Знойное лето - [52]
Кузьма Иванович закрыл свою конторку на висячий замок и повел Басарова по складской территории.
Расстались они большими друзьями.
Теперь снова в трест. Секретарша управляющего, недовольно поглядывая на сапоги Егора Харитоновича, чуть раздвинула очередь ожидающих приема.
— Здравствуйте вам! — Басаров расшаркался и помахал у пола фуражечкой. — Послом я прибыл, дорогой наш Евгений свет Михайлович, а проще говоря, товарищ Перескоков. Вся деревня Хомутово и лично председатель Глазков передают вам пламенный привет! Я тоже, если не возражаете.

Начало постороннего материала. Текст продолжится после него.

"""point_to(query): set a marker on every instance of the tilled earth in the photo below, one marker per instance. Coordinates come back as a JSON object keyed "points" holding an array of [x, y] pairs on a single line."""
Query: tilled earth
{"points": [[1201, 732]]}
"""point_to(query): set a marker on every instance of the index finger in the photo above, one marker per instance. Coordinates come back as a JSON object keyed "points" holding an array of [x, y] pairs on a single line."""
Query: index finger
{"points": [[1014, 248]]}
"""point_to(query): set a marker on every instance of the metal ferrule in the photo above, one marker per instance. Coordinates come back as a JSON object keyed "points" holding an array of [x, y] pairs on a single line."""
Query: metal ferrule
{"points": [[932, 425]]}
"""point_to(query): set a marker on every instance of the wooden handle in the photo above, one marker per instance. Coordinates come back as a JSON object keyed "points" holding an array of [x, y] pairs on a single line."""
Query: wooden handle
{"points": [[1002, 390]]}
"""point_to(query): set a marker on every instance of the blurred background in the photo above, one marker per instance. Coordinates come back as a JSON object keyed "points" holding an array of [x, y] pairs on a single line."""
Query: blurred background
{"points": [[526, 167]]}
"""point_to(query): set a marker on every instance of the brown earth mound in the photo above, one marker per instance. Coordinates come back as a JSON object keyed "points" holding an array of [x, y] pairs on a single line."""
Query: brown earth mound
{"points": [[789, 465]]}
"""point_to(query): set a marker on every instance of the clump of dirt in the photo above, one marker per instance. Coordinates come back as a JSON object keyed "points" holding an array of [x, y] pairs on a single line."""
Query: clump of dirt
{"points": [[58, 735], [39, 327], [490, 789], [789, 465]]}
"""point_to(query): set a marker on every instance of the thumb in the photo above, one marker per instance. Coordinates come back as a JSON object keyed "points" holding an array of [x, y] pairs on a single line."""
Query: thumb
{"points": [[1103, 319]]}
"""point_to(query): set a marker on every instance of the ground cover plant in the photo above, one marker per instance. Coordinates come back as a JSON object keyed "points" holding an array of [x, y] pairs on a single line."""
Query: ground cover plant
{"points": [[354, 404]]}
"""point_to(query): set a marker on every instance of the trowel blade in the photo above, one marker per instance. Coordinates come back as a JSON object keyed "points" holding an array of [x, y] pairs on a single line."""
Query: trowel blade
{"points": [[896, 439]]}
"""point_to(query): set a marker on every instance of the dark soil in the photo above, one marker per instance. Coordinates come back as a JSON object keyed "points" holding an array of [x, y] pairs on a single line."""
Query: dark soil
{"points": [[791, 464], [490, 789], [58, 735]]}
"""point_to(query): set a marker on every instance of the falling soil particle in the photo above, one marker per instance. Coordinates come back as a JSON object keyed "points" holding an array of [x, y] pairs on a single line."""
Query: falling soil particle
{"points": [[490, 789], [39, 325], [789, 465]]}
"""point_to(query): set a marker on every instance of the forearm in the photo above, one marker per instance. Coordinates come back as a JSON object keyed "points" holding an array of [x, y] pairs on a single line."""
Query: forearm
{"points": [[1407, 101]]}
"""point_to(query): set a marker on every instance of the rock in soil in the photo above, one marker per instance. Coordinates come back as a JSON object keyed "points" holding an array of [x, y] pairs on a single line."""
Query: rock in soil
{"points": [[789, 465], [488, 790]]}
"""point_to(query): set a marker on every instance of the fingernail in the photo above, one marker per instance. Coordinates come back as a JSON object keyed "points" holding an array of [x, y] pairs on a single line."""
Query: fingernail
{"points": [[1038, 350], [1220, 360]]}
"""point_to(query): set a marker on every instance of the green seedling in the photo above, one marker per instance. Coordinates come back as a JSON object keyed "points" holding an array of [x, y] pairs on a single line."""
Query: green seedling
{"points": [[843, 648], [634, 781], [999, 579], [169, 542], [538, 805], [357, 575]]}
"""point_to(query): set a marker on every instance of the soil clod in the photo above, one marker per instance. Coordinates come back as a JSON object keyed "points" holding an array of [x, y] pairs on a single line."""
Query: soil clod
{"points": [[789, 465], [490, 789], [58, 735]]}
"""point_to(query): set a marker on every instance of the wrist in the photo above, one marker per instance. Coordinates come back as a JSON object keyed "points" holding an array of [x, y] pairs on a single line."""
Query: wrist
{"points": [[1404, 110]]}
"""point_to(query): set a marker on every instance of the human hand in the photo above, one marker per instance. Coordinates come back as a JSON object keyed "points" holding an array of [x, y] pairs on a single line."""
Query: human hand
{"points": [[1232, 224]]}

— Звонил мне Глазков, — угрюмо ответил управляющий. Приземистый, широкощекий, с пухлыми белыми руками, он не сидел, а восседал за огромным письменным столом, на краю которого толпился целый табунок разноцветных телефонов. — Должен огорчить вас: труб нет. Сами сидим на голодном пайке. Я прекрасно сознаю ваше трудное положение, но выше головы, как говорится, не прыгнешь. Нету труб, дорогой ты наш подшефный.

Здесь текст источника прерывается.